Este caso inusitado aconteceu comigo no interior de um templo religioso, simplesmente por ironia do destino, pois como eu havia estudado para ser padre durante oito anos num seminário, mesmo após sair deste ambiente religioso à minha revelia, continuei com um intenso gosto pela leitura de bons livros, por sinal, relacionados à religião. Então, depois de tantos anos, quando menos eu esperava, eis que me vi numa situação suspeita, sendo confundido com um ladrão, justamente no interior de uma igreja.

Quando tal fato aconteceu eu trabalhava nos Correios, cuja agência ficava ali no bairro da Lapa, zona oeste de São Paulo.

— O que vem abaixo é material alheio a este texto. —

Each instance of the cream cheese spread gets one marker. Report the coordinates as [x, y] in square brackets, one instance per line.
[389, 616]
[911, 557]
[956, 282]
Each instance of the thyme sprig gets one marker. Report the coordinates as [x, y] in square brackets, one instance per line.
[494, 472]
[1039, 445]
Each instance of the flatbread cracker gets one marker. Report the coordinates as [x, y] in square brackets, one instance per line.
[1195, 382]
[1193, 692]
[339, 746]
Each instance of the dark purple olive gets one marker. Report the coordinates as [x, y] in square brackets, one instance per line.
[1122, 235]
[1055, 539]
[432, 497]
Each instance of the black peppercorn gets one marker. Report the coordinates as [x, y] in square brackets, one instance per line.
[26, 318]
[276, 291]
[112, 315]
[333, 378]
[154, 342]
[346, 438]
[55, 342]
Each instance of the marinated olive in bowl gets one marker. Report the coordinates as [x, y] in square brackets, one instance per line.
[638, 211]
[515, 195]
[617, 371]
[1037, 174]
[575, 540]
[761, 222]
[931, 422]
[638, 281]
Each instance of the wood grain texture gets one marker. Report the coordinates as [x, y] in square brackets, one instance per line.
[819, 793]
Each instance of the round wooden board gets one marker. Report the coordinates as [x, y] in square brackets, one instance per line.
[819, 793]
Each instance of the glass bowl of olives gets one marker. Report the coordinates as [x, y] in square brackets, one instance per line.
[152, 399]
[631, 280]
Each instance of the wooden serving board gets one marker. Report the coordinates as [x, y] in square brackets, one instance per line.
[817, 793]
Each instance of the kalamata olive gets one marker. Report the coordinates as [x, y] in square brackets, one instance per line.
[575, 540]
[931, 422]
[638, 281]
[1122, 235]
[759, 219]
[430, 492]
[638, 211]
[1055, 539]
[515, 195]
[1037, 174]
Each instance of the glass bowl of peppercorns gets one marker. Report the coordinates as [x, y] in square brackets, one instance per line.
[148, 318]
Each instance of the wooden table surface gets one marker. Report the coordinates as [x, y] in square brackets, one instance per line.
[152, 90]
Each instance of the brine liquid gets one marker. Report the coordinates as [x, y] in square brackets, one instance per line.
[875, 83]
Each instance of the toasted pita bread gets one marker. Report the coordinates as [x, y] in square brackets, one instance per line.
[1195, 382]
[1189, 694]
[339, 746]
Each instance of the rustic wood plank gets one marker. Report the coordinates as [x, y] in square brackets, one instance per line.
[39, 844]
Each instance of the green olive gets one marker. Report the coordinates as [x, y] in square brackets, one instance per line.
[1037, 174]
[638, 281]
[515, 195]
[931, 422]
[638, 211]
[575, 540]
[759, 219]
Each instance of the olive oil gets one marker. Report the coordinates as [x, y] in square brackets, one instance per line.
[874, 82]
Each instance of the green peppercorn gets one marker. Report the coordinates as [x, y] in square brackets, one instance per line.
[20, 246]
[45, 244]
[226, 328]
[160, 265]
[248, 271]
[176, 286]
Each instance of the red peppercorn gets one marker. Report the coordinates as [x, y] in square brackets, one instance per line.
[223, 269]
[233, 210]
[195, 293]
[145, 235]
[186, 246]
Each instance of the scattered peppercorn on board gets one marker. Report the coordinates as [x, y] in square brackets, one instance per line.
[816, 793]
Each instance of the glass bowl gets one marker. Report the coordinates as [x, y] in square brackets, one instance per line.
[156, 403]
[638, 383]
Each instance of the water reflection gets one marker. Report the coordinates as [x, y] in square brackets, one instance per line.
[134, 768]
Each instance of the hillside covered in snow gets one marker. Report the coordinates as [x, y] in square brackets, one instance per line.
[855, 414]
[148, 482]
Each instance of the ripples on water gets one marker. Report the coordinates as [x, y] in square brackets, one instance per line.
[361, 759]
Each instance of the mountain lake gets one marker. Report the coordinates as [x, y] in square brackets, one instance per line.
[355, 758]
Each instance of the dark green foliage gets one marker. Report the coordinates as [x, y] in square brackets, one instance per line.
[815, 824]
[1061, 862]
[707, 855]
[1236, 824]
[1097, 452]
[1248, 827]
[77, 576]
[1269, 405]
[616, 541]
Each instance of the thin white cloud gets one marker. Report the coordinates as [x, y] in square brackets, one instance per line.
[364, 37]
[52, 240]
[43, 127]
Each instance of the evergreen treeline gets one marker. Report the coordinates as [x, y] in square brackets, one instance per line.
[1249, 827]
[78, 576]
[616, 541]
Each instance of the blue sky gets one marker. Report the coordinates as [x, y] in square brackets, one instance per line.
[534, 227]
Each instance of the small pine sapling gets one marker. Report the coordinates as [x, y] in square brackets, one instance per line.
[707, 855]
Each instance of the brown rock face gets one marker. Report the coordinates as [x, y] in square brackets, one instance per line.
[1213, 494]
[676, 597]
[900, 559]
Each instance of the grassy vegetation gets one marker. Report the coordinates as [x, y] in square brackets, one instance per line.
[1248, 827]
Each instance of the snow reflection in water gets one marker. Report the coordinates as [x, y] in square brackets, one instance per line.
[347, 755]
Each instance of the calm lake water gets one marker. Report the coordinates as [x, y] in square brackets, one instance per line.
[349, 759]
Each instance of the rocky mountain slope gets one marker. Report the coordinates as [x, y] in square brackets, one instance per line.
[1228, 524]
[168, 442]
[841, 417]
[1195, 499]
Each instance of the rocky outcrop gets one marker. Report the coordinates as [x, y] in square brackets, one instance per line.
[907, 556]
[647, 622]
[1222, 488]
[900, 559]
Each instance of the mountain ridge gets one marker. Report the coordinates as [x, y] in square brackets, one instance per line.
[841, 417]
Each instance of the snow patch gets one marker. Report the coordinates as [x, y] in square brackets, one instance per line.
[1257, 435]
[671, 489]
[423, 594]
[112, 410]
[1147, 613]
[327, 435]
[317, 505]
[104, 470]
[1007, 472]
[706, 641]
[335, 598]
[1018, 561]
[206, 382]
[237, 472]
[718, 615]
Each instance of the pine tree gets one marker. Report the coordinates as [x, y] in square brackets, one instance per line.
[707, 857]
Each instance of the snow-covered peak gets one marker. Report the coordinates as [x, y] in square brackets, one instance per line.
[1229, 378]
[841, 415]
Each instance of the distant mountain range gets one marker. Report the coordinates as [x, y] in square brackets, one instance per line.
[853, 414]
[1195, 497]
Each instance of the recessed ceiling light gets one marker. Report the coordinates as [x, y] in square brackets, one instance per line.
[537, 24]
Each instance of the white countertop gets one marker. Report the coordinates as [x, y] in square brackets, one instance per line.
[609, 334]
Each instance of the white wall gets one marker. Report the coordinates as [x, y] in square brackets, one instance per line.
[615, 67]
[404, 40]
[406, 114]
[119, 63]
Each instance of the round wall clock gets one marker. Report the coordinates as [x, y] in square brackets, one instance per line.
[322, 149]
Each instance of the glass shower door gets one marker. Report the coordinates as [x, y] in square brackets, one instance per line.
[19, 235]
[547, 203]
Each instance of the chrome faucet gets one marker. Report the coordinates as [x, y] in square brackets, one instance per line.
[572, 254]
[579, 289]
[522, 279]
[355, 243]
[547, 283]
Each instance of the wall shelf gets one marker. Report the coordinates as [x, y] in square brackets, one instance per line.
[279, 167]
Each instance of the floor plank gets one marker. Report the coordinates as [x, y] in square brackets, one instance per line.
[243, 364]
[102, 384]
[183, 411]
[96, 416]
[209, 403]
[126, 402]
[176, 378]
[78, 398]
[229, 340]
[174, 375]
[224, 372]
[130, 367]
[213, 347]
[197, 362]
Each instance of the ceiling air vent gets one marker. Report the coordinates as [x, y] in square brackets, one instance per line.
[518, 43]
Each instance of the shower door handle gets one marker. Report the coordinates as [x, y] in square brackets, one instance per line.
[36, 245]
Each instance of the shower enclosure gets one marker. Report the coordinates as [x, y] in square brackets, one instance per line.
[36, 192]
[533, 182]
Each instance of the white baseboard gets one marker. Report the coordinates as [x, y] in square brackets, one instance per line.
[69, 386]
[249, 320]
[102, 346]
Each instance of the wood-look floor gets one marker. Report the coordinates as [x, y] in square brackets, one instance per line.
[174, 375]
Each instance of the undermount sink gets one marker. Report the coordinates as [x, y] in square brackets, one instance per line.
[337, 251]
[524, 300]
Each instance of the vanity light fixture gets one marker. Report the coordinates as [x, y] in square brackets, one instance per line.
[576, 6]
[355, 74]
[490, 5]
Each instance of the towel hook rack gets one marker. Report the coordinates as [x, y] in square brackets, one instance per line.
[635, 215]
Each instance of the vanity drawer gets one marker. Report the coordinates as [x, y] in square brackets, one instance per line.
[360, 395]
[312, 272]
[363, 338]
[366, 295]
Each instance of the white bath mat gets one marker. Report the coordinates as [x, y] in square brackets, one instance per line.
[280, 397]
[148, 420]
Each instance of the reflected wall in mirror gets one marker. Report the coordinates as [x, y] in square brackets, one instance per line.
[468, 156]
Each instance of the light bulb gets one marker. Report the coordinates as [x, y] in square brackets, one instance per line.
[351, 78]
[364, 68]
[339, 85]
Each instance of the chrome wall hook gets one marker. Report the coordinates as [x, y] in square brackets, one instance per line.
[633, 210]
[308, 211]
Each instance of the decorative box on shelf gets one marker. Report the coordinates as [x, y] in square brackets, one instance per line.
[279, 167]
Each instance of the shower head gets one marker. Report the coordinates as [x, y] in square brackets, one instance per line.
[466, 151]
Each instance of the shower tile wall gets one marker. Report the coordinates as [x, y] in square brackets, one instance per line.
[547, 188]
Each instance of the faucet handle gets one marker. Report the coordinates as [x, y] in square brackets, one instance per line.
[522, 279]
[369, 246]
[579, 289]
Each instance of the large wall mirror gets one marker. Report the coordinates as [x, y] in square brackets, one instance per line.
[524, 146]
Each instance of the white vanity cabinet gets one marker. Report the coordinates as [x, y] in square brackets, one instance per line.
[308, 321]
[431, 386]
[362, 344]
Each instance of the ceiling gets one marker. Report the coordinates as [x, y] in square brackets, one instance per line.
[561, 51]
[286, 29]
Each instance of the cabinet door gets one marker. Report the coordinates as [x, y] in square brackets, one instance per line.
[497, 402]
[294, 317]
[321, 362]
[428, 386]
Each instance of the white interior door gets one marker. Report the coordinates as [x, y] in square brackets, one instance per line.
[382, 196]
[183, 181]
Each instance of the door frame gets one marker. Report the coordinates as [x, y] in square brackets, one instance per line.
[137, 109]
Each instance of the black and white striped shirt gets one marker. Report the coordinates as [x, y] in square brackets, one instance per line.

No intervalo da janta, para evitar papo furado e comentários supérfluos, eu optava por me refugiar no interior de uma igreja que havia ali próximo. Rezava um pouco e aproveitava para ler um bom livro. Depois da primeira semana frequentando diariamente aquele ambiente tranquilo e silencioso, certa ocasião, o sacristão que passava sempre por ali, como se estivesse me vigiando, pediu-me para que não colocasse os pés no genuflexório. Ele tinha razão. Aquele local era para por os joelhos. Sendo assim atendi-o sem maiores recriminações. Nos dias seguintes percebi que aquele funcionário da igreja continuava me observando, ‘filmando’ até que, certo dia, ele não resistiu e atrapalhou a minha leitura, falando:

- “Aqui não é lugar para passar o tempo não!”.

Achando que aquele foi um grande acinte, argumentei:

- Você está querendo dizer que eu tenho que sair daqui? – perguntei.

-“Entenda como quiser; estou apenas avisando”.

- Posso saber se tem algum padre nesta igreja?

-“Tem e ele está lá na sacristia”.

- Posso falar com ele? – perguntei.

- “Só se for agora”.

Em seguida acompanhei o antipático sacristão e logo fui atendido por um sacerdote muito educado. Após ouvir a minha queixa e tomar conhecimento de que eu era um ex-seminarista, apenas pediu para examinar o que eu estava lendo.

Entreguei o livro CONSTRUIR O HOMEM E O MUNDO de Michael Quoist. Balançando a cabeça afirmativamente deu para entender que ele gostara do título da obra. E em seguida falou:

- Realmente dá para perceber que você tem bom gosto e o nosso sacristão está equivocado com relação à sua pessoa. Espero que você compreenda a preocupação dele. Explico: há poucas semanas a nossa igreja aqui foi vítima de um assalto. E como ele foi abordado pelo meliante, obviamente, ficou traumatizado e agora passa a desconfiar sempre de pessoas que frequentam o nosso ambiente fora do horário das missas, assim como no seu caso, infelizmente.

- Posso saber se já aconteceu isto outras vezes, padre?

- Sim, mas não chegou ao ponto da pessoa agir como você, ou seja, pedir para vir falar comigo.

- O senhor há de convir de que “quem não deve não teme”, concorda?

- Sem dúvida, jovem.

- Boa tarde e a sua bênção!

- Boa tarde e que Deus o abençoe e o acompanhe!

- Amém.

Por pura coincidência, logo após este fato desagradável, fui transferido daquela agência postal e, consequentemente, não precisei mais “passar o tempo” no interior daquela igreja, deixando de assustar um sacristão traumatizado por assalto.